San Diego Tribe Defends Right to Offer Online Poker

The Santa Ysabel tribe continues to fight for its right to offer online poker from a website based on the reservation. Although it was order to shut the site down last year, the tribe has issued a white paper detailing its legal arguments that it should be allowed to reopen it.

The Santa Ysabel tribe, which attempted recently to offer a real poker website, only to be slapped down by state and federal authorities, has published a white paper arguing its legal right to offer the game.

The paper was published in advance of the tribe’s participation in the upcoming Global iGaming Summit & Expo (GiGSE) later in April.

The paper, written by David Vialpando, chairman of the tribal gaming commission, and David Chelette, president of the poker website, both defendants in the complaint brought late last year by the state of California to end the website.

According to the paper, “Legal internet poker is at stake in a watershed case as the state of California steps outside of their legal dominion in an attempt to curtail the Santa Ysabel tribe’s interactive gaming plans.”

Much of the paper’s arguments focus on whether online bingo and poker are Class II or Class III gaming.
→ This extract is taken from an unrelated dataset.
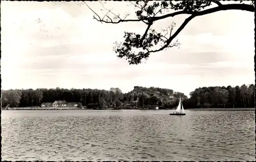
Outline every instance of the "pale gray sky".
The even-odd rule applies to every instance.
[[[98,2],[87,3],[99,12]],[[109,2],[107,6],[134,14],[128,3]],[[126,92],[134,86],[155,86],[189,97],[199,87],[254,82],[254,13],[227,11],[197,17],[178,37],[180,49],[153,53],[145,63],[130,65],[116,57],[113,43],[123,40],[124,31],[144,32],[144,24],[101,24],[77,4],[2,2],[3,89],[118,87]],[[163,29],[173,20],[178,27],[186,16],[154,28]]]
It argues that they are Class II, and therefore outside of the jurisdiction of the state.

It also argues that the state wants online poker to be Class II when it suits its purposes and Class III when it suits other purposes. It asserts that the state is walking a fine line as it considers how to legalize online poker because it doesn’t want to void the existing state tribal gaming compacts.

According to the document: “The state of California is now poised to consider enacting legislation to authorize state-licensed interactive gaming to the state’s citizens, but the construct of the proposed legislation contradicts the state’s position that it has used in its legal attack against the small southern California tribe (Santa Ysabel). The state’s proposal is fraught with exclusionary language, the result of which has been to pit competing gaming interests against one another, including tribes against tribes, virtually guaranteeing gridlock and no state legislative action on this issue.”